Anti-Backness exists in all forms of oppression experienced in the U.S., said Liu. Therefore, dismantling systems of white supremacy addresses other forms of oppression such as sexism and queerphobia, she added.
As it relates to educators, Liu suggested that teachers should “check from within” to combat anti-Blackness within their work.
“You have to think about who you are in relation to structures,” said Liu.
Liu said that while this thought process may be complex, it is necessary that teachers interrogate how they benefit, or not, from white-centric education systems and “move toward change.”
During the roundtable, panelists also discussed curriculum violence.
Curriculum violence is a deliberate manipulation of academic programming that compromises the intellectual or psychological well-being of learners, according to scholars Erhabor Ighodaro and Greg Wiggan in “Curriculum Violence: America’s New Civil Rights Issue.”
Dr. Stephanie Jones, one of the panelists and the assistant professor of education at Grinnell College in Iowa, referenced curriculum violence when mentioning how teachers in the classroom — intentionally or subtly — can perpetuate racist stereotypes that harm and dehumanize students of color.

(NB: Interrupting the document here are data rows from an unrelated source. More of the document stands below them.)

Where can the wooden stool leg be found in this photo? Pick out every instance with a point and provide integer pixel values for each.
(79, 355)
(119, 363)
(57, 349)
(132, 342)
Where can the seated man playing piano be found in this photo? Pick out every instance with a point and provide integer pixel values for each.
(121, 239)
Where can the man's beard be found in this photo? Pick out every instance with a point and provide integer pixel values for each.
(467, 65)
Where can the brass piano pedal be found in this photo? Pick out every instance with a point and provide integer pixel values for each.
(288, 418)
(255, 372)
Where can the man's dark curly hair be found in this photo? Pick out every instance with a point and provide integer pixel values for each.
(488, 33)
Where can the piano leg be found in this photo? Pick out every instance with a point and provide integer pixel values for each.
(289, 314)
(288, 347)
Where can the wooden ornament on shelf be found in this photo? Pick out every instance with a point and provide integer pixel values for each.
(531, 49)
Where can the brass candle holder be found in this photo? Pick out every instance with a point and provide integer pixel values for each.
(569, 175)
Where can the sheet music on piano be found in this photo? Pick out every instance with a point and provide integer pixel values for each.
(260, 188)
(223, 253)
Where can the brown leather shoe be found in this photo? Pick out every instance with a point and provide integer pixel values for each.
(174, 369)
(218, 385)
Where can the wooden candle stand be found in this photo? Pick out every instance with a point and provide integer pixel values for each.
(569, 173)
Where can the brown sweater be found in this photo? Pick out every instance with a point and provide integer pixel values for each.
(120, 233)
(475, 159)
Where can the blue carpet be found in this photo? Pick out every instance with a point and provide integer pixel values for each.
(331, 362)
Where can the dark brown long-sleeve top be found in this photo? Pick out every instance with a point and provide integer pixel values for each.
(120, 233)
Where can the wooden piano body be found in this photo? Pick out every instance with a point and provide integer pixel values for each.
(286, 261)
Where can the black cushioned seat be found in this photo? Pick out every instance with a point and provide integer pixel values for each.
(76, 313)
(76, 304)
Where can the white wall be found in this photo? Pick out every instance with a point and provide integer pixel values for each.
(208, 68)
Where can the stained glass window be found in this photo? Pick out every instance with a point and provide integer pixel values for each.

She said that an example of curriculum violence can be seen when history teachers describe white settlers as “benevolent” and say they fought for the South in the Civil War, but not because they believed in enslavement.
Jones believes this is a form of brainwashing because it tries justify the abstract of the South while ignoring the harm inflicted upon Black people through slavery.
“[Teachers] engage in violence against Black and Brown students of color who have to sit through, witness and endure these violent narratives,” said Liu in agreement.